Before I started to research into the topic, I already had an opinion on online identities. I found the topic more relatable in today’s society than last week. For example, the idea of ‘catfishing’ was one that I saw mentioned in the majority of blog posts that I read. Whilst it is a good example of someone having multiple online identities, I think it proves how common the danger of catfishing is now.
Arthur’s comment on my blog post broadened my initial perceptions on the topic. I followed my first thoughts and researched into them. Arthur’s comment suggested other factors that having more than one online identity posed. Ones that I hadn’t looked into in depth. Reading all of the other blog posts, showed that these factors such as cyberbullying or ‘trolling’ was another prominent issue in today’s world. I just hadn’t considered this as much.
After acknowledging this, I questioned Davina on the subject. She had suggested that anonymity can provide comfort so that users can express their feelings with confidence. Again, this was another idea that I hadn’t considered in my post. After thinking about this concept, I concluded that ‘trolls’ use anonymity more than someone just seeking comfort. Or perhaps trolls were just more obvious when I was scrolling through online.
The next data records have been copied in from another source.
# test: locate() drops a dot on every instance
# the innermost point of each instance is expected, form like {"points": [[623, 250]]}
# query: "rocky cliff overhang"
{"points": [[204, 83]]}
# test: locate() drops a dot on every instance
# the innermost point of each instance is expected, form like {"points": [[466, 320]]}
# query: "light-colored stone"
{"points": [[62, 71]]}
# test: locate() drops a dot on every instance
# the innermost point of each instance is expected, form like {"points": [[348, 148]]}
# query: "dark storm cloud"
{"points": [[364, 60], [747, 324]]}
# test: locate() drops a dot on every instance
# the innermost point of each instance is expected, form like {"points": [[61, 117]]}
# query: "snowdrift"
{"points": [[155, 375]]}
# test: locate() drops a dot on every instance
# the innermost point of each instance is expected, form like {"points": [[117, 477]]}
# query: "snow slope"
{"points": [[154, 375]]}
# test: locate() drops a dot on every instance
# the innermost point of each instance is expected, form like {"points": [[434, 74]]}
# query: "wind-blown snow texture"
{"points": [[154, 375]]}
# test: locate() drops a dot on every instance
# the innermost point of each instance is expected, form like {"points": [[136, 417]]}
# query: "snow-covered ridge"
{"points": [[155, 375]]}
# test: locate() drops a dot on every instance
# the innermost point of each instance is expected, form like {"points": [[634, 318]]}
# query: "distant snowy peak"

After reading Emma’s response to my comment, which addressed personal versus professional profiles, I realised that every person has a different approach to how they manage their online identities. For example, Emma is very keen on keeping a divide between these two partial identities whereas I have managers from my old job on my personal accounts.
From this, I think is where problems may occur. After all, people have the freedom to express themselves however they want online. Its a personal choice to remain anonymous or not for example. Therefore, I fail to see how we can begin to reduce the negatives of having more than one identity.